The road to ending “slut shaming” of women probably goes through the town of “destroy the norm of giving men status for being sexually successful, and of treating male virgins as disgusting losers”.

I say this because I think some of the desire to enforce sex norms on women relates to the nature of sexual access as a status good for men.  

If a low-partner man gets into a relationship with a high-partner woman, he is considered lower status for it, under multiple frameworks.  Under a “promiscuous women are low-value” framework, it lowers his value by suggesting he had to ‘settle’ for a woman other men could extract sex from but didn’t consider worthy of commitment.  Under a “anyone having a high partner count means they are high-value” framework, it suggests that the woman is higher value than he is (which is risky if men are judged more on status than women are), and that the way for him to raise his value is to have lots of meaningless sex with lots of people.

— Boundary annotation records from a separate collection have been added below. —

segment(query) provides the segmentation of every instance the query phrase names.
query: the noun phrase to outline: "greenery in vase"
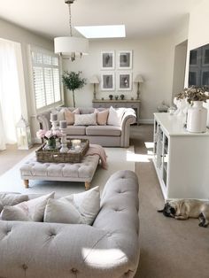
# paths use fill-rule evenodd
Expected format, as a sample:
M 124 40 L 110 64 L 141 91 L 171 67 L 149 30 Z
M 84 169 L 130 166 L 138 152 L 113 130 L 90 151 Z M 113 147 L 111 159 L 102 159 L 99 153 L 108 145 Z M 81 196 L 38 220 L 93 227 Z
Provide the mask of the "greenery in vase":
M 62 75 L 62 81 L 64 86 L 68 89 L 69 90 L 72 90 L 73 92 L 73 101 L 74 101 L 74 107 L 75 107 L 75 102 L 74 102 L 74 90 L 81 89 L 86 84 L 86 79 L 81 78 L 80 74 L 81 72 L 64 72 Z
M 208 87 L 191 86 L 185 88 L 182 92 L 176 95 L 176 99 L 186 98 L 189 104 L 192 104 L 194 101 L 206 102 L 209 99 Z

If a low-partner man and a high-partner man are in the same community, the low-partner man is lower status than the high-partner man is, since masculinity is contingent on success, and success with women is counted as one category of success.  (In fact, one of the socially damaging aspects of virginity / lower partner count is that it is considered “unmasculine”.)

This creates a strong motivation for status war.  If low-partner men can attack promiscuity in women, they can create a situation where women have partner counts closer to their own.  Failing that, they can lower the status of such women so that they’re at least not higher status than themselves.

Unless their sexual success is decoupled from their social status, men will always have a motivation to wage status war through “slut shaming”.

The way to alter the status of high-partner men is not through straight men themselves, since their value in this respect is conferred by women.  (Low-partner men are already low status, so they have less social power to alter these very norms.)  It’s through the actions of women.

One way to do this is for women to start treating promiscuous men the way promiscuous women were treated in the past.  If women started treating high-partner men like hot potatoes that are disgusting, low-status (like male virgins are now), and aren’t worthy of sex (not just commitment, as getting a woman to commit isn’t considered special), it would radically alter the status dynamic in male communities.

Another possibility is if commitment from women somehow became more difficult to get, and thus was considered special and more valuable than sex, but it’s unclear under what conditions this would emerge as a stable equilibrium.  Current conditions don’t favor it or any obvious paths to it.  The traditional norm is the opposite - women trade sex to get commitment.  If this could be changed, it would increase the status of a man the woman finally ‘settled’ for.  (It appears to be true in the opposite direction currently.)

Another way to do it is to treat low-partner and high-partner men the same in a very noticeable way so that men will start internalizing that being high-partner isn’t the same as getting the “approval from women” they need to prove their masculinity and raise their status.  This doesn’t mean in fields unrelated to sex.  The status comes from sex, so they have to be treated as equally sexually desirable, perhaps even the virgins.

All of these courses of action have their own problems.  Depending on the balance of nature vs nurture, some or all of them may not even be feasible.  They may do secondary damage.  They may just not be enjoyable to a lot of people.